The Central Bank of Kenya (CBK) maintains that the current account deficit to close the year at 5.2 percent despite an uptick in imports that has pushed it higher in the past two months relative to the beginning of this year.
The current account — which measures inflows and outflows of hard currency — widened to 5.4 percent of gross domestic product in the 12 months to June compared to 4.8 percent at the end of last year.
This has been driven by a higher import bill due to rising oil prices and the continuing recovery of the economy that has raised consumer spending and industrial imports.
Exports and diaspora inflows have also gone up, although at a slower pace compared to imports.
The continuing struggles of the tourism sector have weighed against a lower current account deficit, with arrivals lower by more than 70 percent compared to the pre-pandemic period.
“It is at 5.4 percent in June and we expect that will remain at 5.2 percent for the year.
“There have been significant transactions on the capital accounts side as well with the flows received (from external loans) at the end of June,” said CB governor Patrick Njoroge last week.
In the first six months of the year, Kenya’s imports went up by 21.9 percent compared to a similar period in 2020, mainly reflecting increases in imports of oil and other intermediate goods.

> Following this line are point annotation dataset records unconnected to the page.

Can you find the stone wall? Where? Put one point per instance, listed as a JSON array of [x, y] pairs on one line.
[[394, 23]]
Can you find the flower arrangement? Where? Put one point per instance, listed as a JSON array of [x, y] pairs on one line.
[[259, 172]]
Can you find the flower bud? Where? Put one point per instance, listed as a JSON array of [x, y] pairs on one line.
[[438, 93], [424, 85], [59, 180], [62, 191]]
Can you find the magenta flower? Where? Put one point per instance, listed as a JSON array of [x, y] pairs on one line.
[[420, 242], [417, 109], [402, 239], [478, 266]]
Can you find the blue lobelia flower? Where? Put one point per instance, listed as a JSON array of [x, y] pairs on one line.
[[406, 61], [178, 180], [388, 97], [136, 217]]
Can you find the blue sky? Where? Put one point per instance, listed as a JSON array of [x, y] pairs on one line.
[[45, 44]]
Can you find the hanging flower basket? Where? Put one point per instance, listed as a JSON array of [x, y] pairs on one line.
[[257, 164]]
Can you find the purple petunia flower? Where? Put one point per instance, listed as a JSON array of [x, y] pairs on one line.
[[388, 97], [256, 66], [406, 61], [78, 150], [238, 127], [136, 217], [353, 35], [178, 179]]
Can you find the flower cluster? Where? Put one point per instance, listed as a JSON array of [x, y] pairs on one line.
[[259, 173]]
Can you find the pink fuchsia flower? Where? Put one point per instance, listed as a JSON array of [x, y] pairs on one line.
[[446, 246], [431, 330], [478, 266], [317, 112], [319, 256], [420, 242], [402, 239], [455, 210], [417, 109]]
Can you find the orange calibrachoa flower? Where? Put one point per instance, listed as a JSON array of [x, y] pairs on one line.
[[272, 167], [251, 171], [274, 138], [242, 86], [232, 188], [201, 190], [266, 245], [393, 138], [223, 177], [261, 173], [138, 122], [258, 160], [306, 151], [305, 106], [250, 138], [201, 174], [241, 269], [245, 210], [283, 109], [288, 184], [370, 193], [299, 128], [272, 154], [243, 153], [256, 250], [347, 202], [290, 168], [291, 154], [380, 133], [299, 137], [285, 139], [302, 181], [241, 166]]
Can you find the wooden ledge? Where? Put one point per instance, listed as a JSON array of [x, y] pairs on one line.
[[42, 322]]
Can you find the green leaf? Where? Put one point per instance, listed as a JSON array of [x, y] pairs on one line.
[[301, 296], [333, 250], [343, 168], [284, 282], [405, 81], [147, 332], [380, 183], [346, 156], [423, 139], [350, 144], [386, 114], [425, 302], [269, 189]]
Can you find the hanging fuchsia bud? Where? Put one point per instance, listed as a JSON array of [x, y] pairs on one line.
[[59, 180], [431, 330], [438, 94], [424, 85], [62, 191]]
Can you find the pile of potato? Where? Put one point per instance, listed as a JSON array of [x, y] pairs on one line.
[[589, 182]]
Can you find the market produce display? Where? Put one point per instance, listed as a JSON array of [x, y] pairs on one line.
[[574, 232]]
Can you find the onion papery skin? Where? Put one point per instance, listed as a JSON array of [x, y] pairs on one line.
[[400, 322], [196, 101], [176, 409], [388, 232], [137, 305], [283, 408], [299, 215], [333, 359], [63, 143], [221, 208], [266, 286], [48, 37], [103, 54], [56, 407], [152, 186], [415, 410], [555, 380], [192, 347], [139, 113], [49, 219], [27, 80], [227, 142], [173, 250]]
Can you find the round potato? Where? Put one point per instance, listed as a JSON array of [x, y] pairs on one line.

Exports grew by 11.1 percent in the period, backed by higher earnings from horticulture and manufactured goods, which rose by 29.4 percent and 45.2 percent respectively.
The CBK said that receipts from tea exports fell by 5.5 percent, however, attributed to the impact of accelerated purchases in 2020 when buyers were stocking up in fear of supply chain disruptions due to the Covid-19 outbreak.
Remittances rose by 20.4 percent in the first half of 2021 to 1.75 billion (Sh190.1 billion), and are expected to remain robust for the rest of the year.